今日はいよいよ念願であった可動式テーブル導入の為の脚取り替え工事の日。

今回の設計施工には、北田鉄工所の北田さんをご指名させていただきました。

実は、北田氏はマスターの高校時の同窓生^_^

本当は機械造りが専門の町工場のおやっさんですが、鉄も器用に扱うので今回は無理を言ってエマ仕様のアイアンレッグを特別にあつらえてもらいました。

朝から手際良く作業をこなしてくれて、昼には完成!

これからはいろんなシチュエーションに合わせてテーブルセッティングが可能となります。

嬉しい!

北田君、ありがとう(^^)

マスターはいいお友だちに恵まれてしあわせだ(*^^*)

ちなみに、来たる4月は北田はじめ写真展を再びエマで開催致します。

こちらもお楽しみに!

4/28(日)には北田君のウクレレライブショーもやりますよ!

乞うご期待^_^

お陰様で今季のバレンタインギフト

「小さな愛セット」、

完売いたしました。

ありがとうございました(^^)

先日紹介しましたエマのバレンタインギフト商品「小さな愛セット」ですが、

その後検討を重ねた結果、

少しバージョンアップを図りました。

名付けて、

「小さな愛セットver.1.02」^^;

中身ですが、

簡単ドリップバッグが4個と

ブラック&ホワイトチョコカップケーキ

(ブラックは、ビターチョコとアーモンドのケーキ。

ホワイトは、ホワイトチョコとカシューナッツのケーキ)の詰め合わせで、

ボックス包装となっております。

お値段は、1箱1100円(税込)です。

ご入用の方は12日までにエマまでご連絡くださいませ。

発送も承っております。

ぐぐっと寒気の押し寄せる朝となりました。

皆さま、おかわりなくお過ごしでしょうか?

さて、エマでは今年もバレンタイン商戦参戦商品、

『小さな愛セット』を販売致します!

個包装のドリップバッグコーヒー×2個と

チョコカップケーキ×2個

のお手軽なセットです。

 

ところで、今回簡易式ドリップバッグを新調致しました(注目!^。^)

門真の地場を盛りたてるロータス(蓮)をモチーフにブレンドをした、その名も「蓮(REN)」!

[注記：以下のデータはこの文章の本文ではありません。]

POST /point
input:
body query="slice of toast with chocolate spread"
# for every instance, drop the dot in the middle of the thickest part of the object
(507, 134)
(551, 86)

共にナチュラル製法のモカとブラジルをほどよくブレンドした上品な飲み口のコーヒーです。

基本、受注生産となりますので、

ご入用の方は2/12(火)までにエマまでご連絡をお願い致します。

小さな愛がコツコツと70億人分集まれば、地球は愛の星となる。

全世界の皆様からご注文をお待ちしております。

ただし、数には限りがございます^^;

今日はお弁当を作る、もちろんママが。

会議に会社の重鎮6名(皆さんご年配らしい)が来阪することになり、

何か気の利いたお弁当を作って欲しいと、

懇意にしている後輩より立っての頼みを受けて、

お休み返上で頑張りました、ママが。

一個余分にこさえてくれたのは、もちろんマスターの分。ヒャッホイ\(^o^)/

しかし、お弁当の熨斗まで手書きで準備するのは流石。

おもてなしの心にぬかりなしやね、ママ。

エライ!

今年は晴れ間がやけに多いと、昨日もお客様と話しておりましたが、

今日は、雨の水曜日。

♪あぁ~水色の雨~♪

なんてつい口ずさんでしまうのは、間違いなく昭和世代^^;

ピッチも良く透明感のある伸びやかな歌声の歌手でした、八神純子(^^)

バレンタインを前に失恋の歌を連想してしまうのもなんですが…(^^;;

さて、本日は、

『ゴロゴロチョコケーキ』

その名の通り、生地にブロックチョコがゴロゴロ入ってますので、掘り出しながらガツガツと

~くずれてしまえ あとかたもなく流されてゆく愛のかたち~

さながらに食べ尽くして下さいませ(^^)

昨日今日と外は春の陽気でした。

立春大吉、昨日午前中お使いの道すがら空を見上げると

のたり白龍さながらの白い帯雲がたゆとう。

溌溂颯爽

捲土重来

身命胎動

本年も立春を越えました。

春の陽気を帆に溜めて

一気呵成に船出と行きたいものです。

 

今日5日は旧暦元日。

皆さま新春を健やかにお過ごしくださいませ。